Le impressionanti immagini della cresta sommitale dell’Everest, con centinaia di alpinisti in coda verso lo Hillary Step e gli 8848 metri della vetta, hanno fatto il giro del mondo grazie ai giornali, ai siti d’informazione e ai social.
Il commento più diffuso è un paragone con gli ingorghi sulle nostre montagne di casa, dalla via normale del Corno Grande del Gran Sasso fino ai sentieri ai piedi del Catinaccio e delle Tre Cime. Su terreni più impegnativi, ho visto scene del genere sulla ferrata Tridentina del Sella, o sulla pista che sale attraverso il ghiacciaio del Lys verso la Capanna Margherita. I paragoni più calzanti (ma senza il problema della quota!) mi sembrano quelli con la cresta delle Bosses al Monte Bianco, o con la via normale del Castore, un’altra cima del Rosa.
Una volta fatto il paragone, la maggioranza degli appassionati di montagna si affretta a commentare che la vera montagna è un’altra cosa, e che non si metterebbe mai in una soluzione di quel tipo. “E’ la morte dell’alpinismo!” hanno scritto in molti.

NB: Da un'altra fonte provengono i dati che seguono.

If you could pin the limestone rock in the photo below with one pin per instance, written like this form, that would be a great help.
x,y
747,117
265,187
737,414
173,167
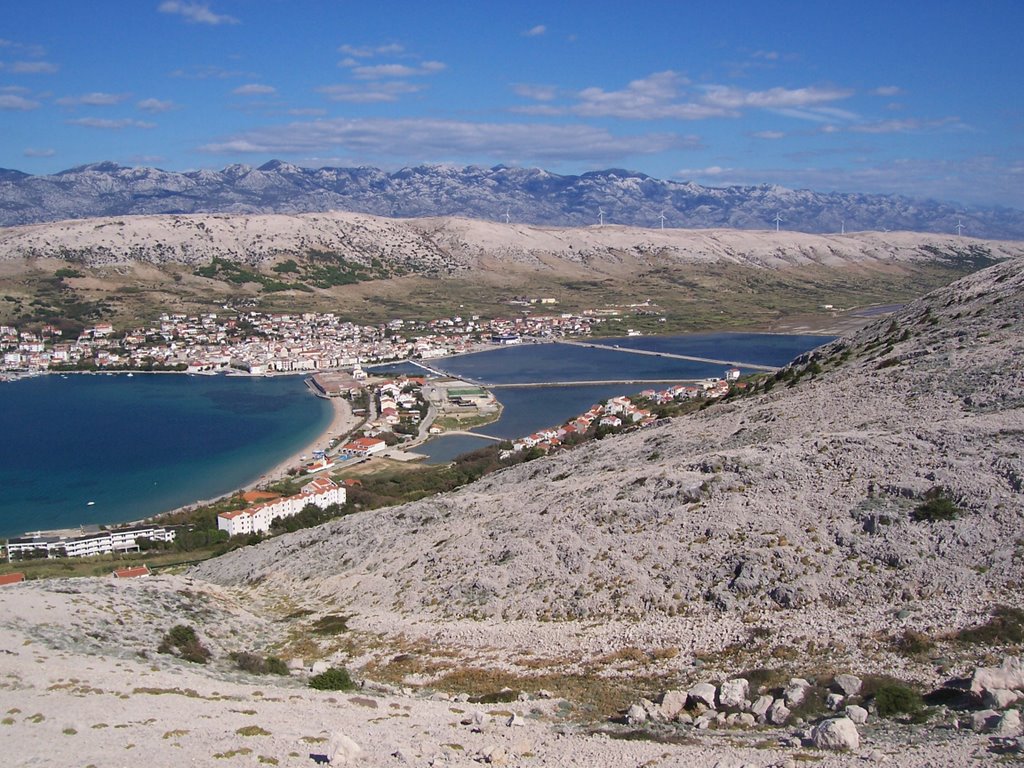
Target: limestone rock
x,y
849,685
839,733
732,693
636,715
1009,724
857,714
673,702
702,693
342,750
760,707
984,720
1007,676
796,692
778,713
999,698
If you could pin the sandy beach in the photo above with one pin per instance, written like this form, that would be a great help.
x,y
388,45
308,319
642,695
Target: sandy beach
x,y
342,422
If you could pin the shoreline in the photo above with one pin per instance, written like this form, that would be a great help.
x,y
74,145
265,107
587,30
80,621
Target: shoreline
x,y
342,421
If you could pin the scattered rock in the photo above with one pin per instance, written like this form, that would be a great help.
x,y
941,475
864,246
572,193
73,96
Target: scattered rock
x,y
857,714
1008,676
839,733
732,693
760,707
999,698
1009,724
636,715
796,692
849,685
673,702
984,721
342,750
778,713
702,693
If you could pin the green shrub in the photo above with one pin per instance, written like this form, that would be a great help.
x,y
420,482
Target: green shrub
x,y
894,698
182,641
336,678
259,665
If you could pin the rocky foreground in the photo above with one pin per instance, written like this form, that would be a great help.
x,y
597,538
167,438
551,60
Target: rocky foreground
x,y
734,588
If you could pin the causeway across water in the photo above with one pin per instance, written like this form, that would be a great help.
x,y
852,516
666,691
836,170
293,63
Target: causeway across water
x,y
614,348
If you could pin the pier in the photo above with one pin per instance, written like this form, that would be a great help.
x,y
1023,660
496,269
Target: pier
x,y
672,355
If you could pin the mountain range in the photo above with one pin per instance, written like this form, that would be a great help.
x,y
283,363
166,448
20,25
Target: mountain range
x,y
527,196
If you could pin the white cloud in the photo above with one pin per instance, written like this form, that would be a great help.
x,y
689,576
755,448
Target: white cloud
x,y
108,124
734,98
29,68
420,140
370,92
375,72
195,12
16,102
155,105
367,51
95,98
537,92
254,89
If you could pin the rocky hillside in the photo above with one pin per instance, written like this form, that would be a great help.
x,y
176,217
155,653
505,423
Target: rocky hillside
x,y
528,196
788,514
446,246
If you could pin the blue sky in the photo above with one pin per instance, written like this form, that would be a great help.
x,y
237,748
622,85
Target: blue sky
x,y
905,96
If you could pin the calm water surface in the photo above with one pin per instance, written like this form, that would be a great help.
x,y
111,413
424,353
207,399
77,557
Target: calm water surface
x,y
142,444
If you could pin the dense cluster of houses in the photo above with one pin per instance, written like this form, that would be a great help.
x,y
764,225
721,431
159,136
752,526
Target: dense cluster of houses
x,y
95,543
321,492
261,343
621,412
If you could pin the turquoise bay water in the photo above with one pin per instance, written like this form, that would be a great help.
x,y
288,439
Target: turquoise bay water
x,y
143,444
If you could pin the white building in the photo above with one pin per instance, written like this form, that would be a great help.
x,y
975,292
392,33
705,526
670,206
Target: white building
x,y
100,543
321,492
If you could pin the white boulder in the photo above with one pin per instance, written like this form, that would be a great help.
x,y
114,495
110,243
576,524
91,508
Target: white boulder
x,y
839,733
732,693
702,693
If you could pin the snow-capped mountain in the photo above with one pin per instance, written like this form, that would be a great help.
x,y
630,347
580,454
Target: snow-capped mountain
x,y
524,195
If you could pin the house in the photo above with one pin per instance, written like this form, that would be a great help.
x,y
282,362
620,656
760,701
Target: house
x,y
364,446
136,571
321,492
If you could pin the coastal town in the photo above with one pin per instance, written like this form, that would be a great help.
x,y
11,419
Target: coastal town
x,y
257,343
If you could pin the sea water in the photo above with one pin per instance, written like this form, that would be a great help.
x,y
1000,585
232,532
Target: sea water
x,y
138,445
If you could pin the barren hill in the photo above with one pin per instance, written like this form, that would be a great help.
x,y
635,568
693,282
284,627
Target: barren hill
x,y
439,245
788,514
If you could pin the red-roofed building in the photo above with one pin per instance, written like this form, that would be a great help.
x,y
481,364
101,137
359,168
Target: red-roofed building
x,y
364,446
135,571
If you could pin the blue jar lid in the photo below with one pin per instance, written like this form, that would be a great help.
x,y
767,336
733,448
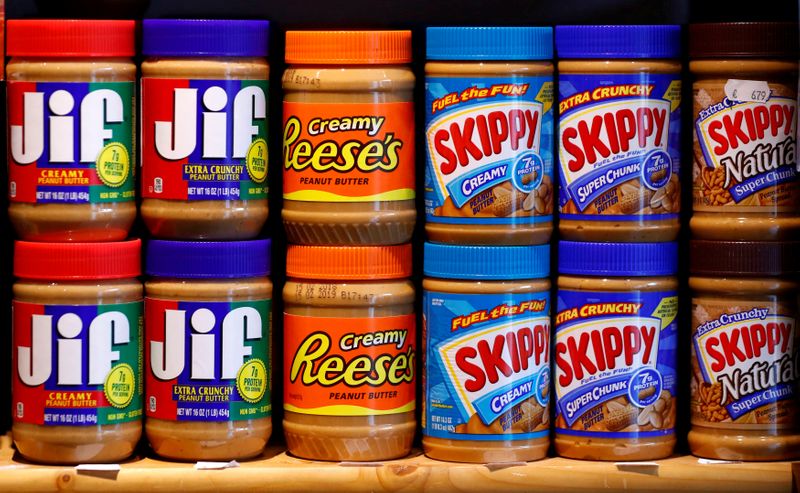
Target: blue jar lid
x,y
205,38
490,43
618,259
486,262
653,41
208,259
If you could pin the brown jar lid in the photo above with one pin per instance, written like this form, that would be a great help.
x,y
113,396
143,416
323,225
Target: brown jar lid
x,y
744,40
744,258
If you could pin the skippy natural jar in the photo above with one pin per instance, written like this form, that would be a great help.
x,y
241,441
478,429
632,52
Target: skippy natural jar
x,y
204,128
486,329
619,132
745,118
71,115
489,135
745,372
615,350
77,351
348,138
208,349
349,352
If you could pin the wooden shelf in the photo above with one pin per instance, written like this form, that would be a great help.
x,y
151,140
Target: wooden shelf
x,y
277,472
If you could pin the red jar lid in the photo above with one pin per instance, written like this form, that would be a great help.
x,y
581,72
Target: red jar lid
x,y
78,261
70,38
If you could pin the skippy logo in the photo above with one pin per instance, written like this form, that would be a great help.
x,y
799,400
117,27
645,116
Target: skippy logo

E non hanno sbagliato di troppo.
Per capire quella foto, e la situazione che c’è dietro, bisogna guardare al business. Ognuno dei clienti nella foto (tra i due terzi e i tre quarti del totale, direi), per essere lassù, ha pagato circa 50.000 dollari, più un’infinità di extra. Il Nepal è un paese povero, e su quella cresta di neve si accalca, tremando di paura e di freddo, una buona percentuale del suo PIL.
Da qualche anno, i responsabili delle spedizioni commerciali tentano di distribuire le salite su più giorni, ma quando le finestre di bel tempo sono brevi nessuno vuole rinunciare alla sua chance di successo.
L’affollamento la lentezza, ovviamente, creano un pericolo grave. Gli incroci sulla cresta e sullo Step sono difficili, l’ossigeno nelle bombole finisce, stare fermi intorpidisce e rende meno reattivi. “Penso con orrore alle sottili corde fisse, su cui si agganciano contemporaneamente decine di jumar” scrive sul suo blog Alan Arnette, il più attento cronista dell’Everest.
Negli ultimi due giorni, 5 alpinisti hanno perso la vita su quella cresta. Ma potrebbe accadere di peggio. Nel 1996 la tempesta raccontata da Jon Krakauer in “Aria sottile” ha ucciso 8 persone, e ha rovinato la vita di molte altre a causa di congelamenti e amputazioni.
Con un affollamento come quello di questi giorni, l’effetto del maltempo potrebbe essere analogo a quello delle valanghe che hanno spazzato nel 2014 e nel 2015 (quest’ultima dopo il terremoto) l’Icefall, la seraccata del versante nepalese. Gli incidenti degli scorsi mesi sul Nanga Parbat o sulle Rockies canadesi hanno indotto qualcuno ad dire che si trattava di un alpinismo suicida.
L’impressione è che il vero pericolo, in questi giorni, sia sulla via normale dell’Everest, dove secondo Reinhold Messner si pratica un “alpinismo turistico di massa”. E’ possibile una soluzione? Si può consigliare ai candidati alla vetta di andare altrove (con 50.000 euro si possono salire molte splendide montagne!), ma il mito del “Big E” è troppo forte.
Il governo del Nepal, negli anni, ha fatto molto per limitare l’impatto ambientale delle spedizioni sul campo base e sulla montagna, ma intasca 10.000 dollari da ognuno di quei signori (e signore), che tremano nonostante l’abbigliamento ultra-tecnico, che fanno la coda a 8700 metri sul mare. Un numero chiuso, con una drastica limitazione degli accessi, ridurrebbe certaamente il pericolo. Ma è lecito dubitare che si faccia.